Re: pgsql_fdw, FDW for PostgreSQL server

From: Kohei KaiGai <kaigai(at)kaigai(dot)gr(dot)jp>
To: Shigeru Hanada <shigeru(dot)hanada(at)gmail(dot)com>
Cc: Etsuro Fujita <fujita(dot)etsuro(at)lab(dot)ntt(dot)co(dot)jp>, Tom Lane <tgl(at)sss(dot)pgh(dot)pa(dot)us>, Robert Haas <robertmhaas(at)gmail(dot)com>, Albe Laurenz <laurenz(dot)albe(at)wien(dot)gv(dot)at>, Hitoshi Harada <umi(dot)tanuki(at)gmail(dot)com>, Martijn van Oosterhout <kleptog(at)svana(dot)org>, PostgreSQL-development <pgsql-hackers(at)postgresql(dot)org>
Subject: Re: pgsql_fdw, FDW for PostgreSQL server
Date: 2012-02-16 17:02:59
Message-ID: CADyhKSX4UL0OpZ_o39zwQi+oQmu2fno9RU5kQFVPinL3NN95gQ@mail.gmail.com
Views: Raw Message | Whole Thread | Download mbox | Resend email
Thread:
Lists: pgsql-hackers

I found a strange behavior with v10. Is it available to reproduce?

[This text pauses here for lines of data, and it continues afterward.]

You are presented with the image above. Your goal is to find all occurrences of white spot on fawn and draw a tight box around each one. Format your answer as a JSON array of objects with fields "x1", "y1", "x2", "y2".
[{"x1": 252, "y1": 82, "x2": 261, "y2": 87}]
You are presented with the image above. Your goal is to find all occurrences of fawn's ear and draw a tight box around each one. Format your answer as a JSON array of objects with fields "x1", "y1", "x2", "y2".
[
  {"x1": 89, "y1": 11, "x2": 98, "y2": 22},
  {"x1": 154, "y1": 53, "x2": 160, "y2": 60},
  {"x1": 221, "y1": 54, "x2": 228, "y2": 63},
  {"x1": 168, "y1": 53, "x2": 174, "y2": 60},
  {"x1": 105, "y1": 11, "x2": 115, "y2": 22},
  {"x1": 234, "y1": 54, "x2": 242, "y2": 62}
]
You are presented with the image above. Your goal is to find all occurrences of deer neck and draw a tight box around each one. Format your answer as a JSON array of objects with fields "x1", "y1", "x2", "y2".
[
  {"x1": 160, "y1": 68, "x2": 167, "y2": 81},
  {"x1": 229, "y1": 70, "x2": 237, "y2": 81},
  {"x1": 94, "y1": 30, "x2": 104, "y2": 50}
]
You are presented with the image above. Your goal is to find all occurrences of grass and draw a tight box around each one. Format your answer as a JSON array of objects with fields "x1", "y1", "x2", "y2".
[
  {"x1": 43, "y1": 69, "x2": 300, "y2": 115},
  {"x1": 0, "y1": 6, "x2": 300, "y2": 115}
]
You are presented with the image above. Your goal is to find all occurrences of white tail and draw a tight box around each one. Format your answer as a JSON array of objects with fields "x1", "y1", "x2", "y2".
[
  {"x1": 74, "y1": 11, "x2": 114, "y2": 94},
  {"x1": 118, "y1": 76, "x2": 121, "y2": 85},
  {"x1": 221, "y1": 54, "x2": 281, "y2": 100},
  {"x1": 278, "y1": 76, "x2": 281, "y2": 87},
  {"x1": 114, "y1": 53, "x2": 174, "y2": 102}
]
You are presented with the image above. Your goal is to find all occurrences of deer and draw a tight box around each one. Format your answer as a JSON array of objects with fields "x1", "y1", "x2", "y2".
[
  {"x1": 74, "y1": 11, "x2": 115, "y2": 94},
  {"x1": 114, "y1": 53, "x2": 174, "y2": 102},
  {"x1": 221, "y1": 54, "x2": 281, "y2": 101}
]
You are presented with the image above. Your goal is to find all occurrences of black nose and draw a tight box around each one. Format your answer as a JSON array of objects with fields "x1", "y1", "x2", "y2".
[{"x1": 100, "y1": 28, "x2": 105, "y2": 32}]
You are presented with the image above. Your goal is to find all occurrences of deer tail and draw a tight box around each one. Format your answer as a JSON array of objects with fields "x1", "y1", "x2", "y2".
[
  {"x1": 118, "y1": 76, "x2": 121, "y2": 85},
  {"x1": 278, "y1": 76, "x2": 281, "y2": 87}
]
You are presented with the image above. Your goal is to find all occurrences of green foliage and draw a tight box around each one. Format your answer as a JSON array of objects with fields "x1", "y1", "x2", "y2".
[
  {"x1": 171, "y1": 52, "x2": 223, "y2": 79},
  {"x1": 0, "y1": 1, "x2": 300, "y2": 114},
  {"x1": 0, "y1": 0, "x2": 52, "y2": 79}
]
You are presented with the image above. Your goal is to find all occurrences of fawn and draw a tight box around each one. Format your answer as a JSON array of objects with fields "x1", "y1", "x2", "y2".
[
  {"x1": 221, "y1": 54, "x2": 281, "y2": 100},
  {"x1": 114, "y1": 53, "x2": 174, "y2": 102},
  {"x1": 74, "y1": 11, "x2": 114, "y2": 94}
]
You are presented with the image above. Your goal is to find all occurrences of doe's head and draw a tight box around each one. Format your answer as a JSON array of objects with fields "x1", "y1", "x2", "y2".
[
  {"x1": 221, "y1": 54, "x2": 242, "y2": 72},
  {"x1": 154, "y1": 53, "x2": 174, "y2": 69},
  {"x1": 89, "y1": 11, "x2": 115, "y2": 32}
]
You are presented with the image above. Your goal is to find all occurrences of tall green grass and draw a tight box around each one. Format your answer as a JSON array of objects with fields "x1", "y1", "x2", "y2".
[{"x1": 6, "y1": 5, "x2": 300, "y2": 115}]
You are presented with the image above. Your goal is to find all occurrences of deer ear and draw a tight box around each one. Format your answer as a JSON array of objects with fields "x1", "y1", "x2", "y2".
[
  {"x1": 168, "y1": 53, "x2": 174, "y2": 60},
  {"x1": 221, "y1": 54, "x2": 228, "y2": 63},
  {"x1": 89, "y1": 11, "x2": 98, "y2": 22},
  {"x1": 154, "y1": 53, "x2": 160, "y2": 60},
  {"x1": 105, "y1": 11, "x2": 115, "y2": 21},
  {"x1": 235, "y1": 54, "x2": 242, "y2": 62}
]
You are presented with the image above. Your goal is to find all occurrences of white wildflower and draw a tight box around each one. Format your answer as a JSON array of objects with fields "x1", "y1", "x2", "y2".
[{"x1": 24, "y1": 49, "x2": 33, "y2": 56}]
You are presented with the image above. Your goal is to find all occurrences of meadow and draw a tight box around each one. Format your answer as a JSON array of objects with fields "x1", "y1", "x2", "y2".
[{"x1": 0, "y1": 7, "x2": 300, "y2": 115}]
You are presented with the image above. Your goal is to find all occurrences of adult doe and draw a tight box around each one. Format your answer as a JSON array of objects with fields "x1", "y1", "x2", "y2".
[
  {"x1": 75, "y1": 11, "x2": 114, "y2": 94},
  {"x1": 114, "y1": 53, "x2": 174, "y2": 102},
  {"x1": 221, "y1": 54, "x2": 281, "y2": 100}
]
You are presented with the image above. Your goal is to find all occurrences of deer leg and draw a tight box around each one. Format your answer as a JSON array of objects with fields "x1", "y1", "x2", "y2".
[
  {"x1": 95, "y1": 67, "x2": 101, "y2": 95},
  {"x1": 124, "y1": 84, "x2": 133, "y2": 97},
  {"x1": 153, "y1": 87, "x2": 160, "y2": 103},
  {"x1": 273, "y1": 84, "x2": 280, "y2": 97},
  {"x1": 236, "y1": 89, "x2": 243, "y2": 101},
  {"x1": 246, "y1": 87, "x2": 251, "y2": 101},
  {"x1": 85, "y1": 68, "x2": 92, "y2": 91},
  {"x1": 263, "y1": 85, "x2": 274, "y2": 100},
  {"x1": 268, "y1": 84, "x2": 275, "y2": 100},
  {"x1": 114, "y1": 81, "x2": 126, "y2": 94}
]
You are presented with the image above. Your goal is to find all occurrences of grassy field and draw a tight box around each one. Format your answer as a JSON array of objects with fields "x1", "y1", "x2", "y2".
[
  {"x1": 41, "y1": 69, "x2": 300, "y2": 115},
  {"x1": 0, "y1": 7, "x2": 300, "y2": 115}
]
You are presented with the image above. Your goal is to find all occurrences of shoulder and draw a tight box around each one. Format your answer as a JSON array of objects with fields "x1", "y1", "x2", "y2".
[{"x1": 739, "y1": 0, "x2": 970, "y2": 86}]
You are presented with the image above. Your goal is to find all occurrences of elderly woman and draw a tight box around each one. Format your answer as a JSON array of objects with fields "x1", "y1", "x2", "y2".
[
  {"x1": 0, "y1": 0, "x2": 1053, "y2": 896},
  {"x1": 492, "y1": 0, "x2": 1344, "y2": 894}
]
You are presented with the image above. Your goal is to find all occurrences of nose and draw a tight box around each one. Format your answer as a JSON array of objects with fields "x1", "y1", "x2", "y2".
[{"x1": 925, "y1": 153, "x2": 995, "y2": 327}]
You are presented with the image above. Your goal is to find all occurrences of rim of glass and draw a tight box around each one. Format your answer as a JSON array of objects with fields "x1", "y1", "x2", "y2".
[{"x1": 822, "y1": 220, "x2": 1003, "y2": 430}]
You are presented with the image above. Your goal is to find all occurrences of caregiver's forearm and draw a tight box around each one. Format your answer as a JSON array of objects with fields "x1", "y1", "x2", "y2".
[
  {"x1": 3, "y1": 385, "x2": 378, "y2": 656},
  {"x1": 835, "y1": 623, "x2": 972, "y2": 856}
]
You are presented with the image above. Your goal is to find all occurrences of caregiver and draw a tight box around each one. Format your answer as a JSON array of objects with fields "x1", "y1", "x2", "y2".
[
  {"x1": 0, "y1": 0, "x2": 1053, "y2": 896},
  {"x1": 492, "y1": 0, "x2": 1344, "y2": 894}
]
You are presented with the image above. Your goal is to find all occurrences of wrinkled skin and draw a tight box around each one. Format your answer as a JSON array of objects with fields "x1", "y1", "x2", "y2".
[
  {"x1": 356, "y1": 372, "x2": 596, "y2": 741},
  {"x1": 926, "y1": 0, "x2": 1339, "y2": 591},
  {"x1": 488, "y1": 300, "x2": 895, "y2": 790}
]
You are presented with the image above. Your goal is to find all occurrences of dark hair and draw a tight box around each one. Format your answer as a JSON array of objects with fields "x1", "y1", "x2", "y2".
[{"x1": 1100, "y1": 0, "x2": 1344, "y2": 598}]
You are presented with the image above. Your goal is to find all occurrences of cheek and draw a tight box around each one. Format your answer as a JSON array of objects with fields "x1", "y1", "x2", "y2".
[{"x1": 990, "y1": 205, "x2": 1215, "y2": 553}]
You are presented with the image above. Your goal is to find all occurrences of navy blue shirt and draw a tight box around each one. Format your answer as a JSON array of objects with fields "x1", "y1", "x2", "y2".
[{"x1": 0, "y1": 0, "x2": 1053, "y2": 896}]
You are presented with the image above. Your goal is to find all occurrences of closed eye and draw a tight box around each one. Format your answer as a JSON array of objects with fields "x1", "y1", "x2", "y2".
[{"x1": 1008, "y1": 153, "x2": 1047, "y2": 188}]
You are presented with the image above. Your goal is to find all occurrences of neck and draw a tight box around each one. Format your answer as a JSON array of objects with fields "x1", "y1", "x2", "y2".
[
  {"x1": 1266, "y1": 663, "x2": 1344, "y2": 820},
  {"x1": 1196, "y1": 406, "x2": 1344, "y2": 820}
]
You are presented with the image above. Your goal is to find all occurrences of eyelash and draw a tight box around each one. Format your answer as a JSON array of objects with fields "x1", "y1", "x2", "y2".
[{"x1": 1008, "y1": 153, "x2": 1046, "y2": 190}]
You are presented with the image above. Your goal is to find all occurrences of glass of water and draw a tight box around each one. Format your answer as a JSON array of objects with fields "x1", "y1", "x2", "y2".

In case of "ftbl" is declared as follows:
postgres=# select * FROM ftbl;
a | b
---+-----
1 | aaa
2 | bbb
3 | ccc
4 | ddd
5 | eee
(5 rows)

I tried to raise an error on remote side.

postgres=# select * FROM ftbl WHERE 100 / (a - 3) > 0;
The connection to the server was lost. Attempting reset: Failed.
The connection to the server was lost. Attempting reset: Failed.
!> \q

Its call-trace was:

(gdb) bt
#0 0x00000031030810a4 in free () from /lib64/libc.so.6
#1 0x00007f2caa620bd9 in PQclear (res=0x2102500) at fe-exec.c:679
#2 0x00007f2caa83c4db in execute_query (node=0x20f20a0) at pgsql_fdw.c:722
#3 0x00007f2caa83c64a in pgsqlIterateForeignScan (node=0x20f20a0)
at pgsql_fdw.c:402
#4 0x00000000005c120f in ForeignNext (node=0x20f20a0) at nodeForeignscan.c:50
#5 0x00000000005a9b37 in ExecScanFetch (recheckMtd=0x5c11c0 <ForeignRecheck>,
accessMtd=0x5c11d0 <ForeignNext>, node=0x20f20a0) at execScan.c:82
#6 ExecScan (node=0x20f20a0, accessMtd=0x5c11d0 <ForeignNext>,
recheckMtd=0x5c11c0 <ForeignRecheck>) at execScan.c:132
#7 0x00000000005a2128 in ExecProcNode (node=0x20f20a0) at execProcnode.c:441
#8 0x000000000059edc2 in ExecutePlan (dest=0x210f280,
direction=<optimized out>, numberTuples=0, sendTuples=1 '\001',
operation=CMD_SELECT, planstate=0x20f20a0, estate=0x20f1f88)
at execMain.c:1449

This is the PG_CATCH block at execute_query(). fetch_result() raises
an error, then it shall be catched to release PGresult.
Although "res" should be NULL at this point, PQclear was called with
a non-zero value according to the call trace.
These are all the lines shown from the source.